AFYONKARAHİSAR
Kültür ve Turizm Bakanı Nabi Avcı, Afyonkarahisar'da bir termal otelde düzenlenen Turizm Sektörü Temsilcileri Buluşması'nda, Türkiye'nin özellikle turizm alanında 15 yılda çok önemli mesafe katettiğini söyledi.
2002 ile karşılaştırıldığı zaman hem fiziki alt yapıda hem beşeri alt yapıda ve bunun karşılığı olarak ülkeye gelen yabancı turist sayılarında olağanüstü artışlar olduğunu belirten Avcı, "Afyonkarahisar'da da var. Ama özellikle kıyı turizminde bu 13-14 yıl içerisinde çok büyük gelişmeler oldu." diye konuştu.
Türkiye'nin kendini dış pazarlarda turizm olarak daha çok kıyı turizmine vurgu yapan deniz, kum, güneş üzerinden tanıttığını dile getiren Avcı, şöyle devam etti:
"O günün şartlarında bu anlaşılabilirdi. Çünkü o günün şartlarında her ülke sahip olduğu herhangi bir özelliği, herhangi bir değeri öne çıkararak kendini tanıtıyordu. Türkiye de deniz, kum, güneş üzerinden, kıyıların avantajını turizm sektöründe değerlendirmek için böyle bir tanıtım stratejisini benimsemişti. Fakat zaman içerisinde başka ülkeler gibi Türkiye de tanıtım stratejisini değiştirdi. Biz son 3 yıldır tanıtım stratejimizi tek bir turizm ürünü üzerinden, deniz, kum, güneş üzerinden değil, ülkemizin sahip olduğu bütün diğer turizm ürünlerini kapsayacak şekilde dünya kamuoyunun dikkatine sunmaya başladık. Katıldığımız bütün uluslararası fuarlarda artık ürün çeşitliliğimizle boy gösteriyoruz."
"Her ürünün bir alıcısı var"
Avcı, bu yıl 112 uluslararası fuara katılım sağlanacağına işaret ederek, "Buralarda da illerimizin sahip olduğu bu deniz, kum dışındaki özelliklerini bilhassa gündeme getiriyoruz." ifadelerini kullandı.

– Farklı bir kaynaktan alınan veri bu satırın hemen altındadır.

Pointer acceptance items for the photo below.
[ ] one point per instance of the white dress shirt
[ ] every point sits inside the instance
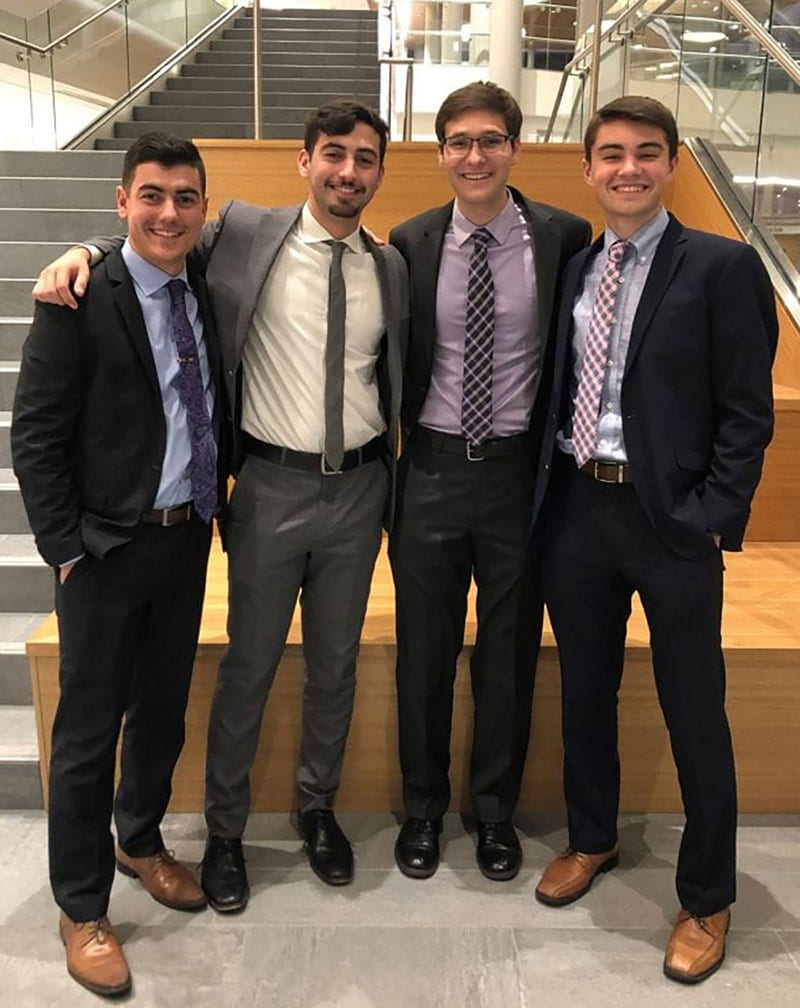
(284, 354)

"Bu ürün çeşitliliği aynı zamanda önümüzdeki dönemler için pazar çeşitliliği anlamına da geliyor" diyen Avcı, şunları kaydetti:
"Çünkü her ürünün bir alıcısı var. Türkiye yıllarca deniz, kum, güneş diye Ruslara, Almanlara, İngilizlere pazarladı. Ama biliyoruz ki başka milletlerin farklı tercihleri olabiliyor. Japonların, Çinlilerin, Hintlilerin, İranlıların, Arapların, Kuzey Afrikalıların, farklı farklı tercihleri olabiliyor. Türkiye'nin çok şükür bütün bu farklı tercihlerin her birine cevap verebilecek bir zenginliği var. O bakımdan önümüzdeki yıllar bugünden çok daha iyi olacak.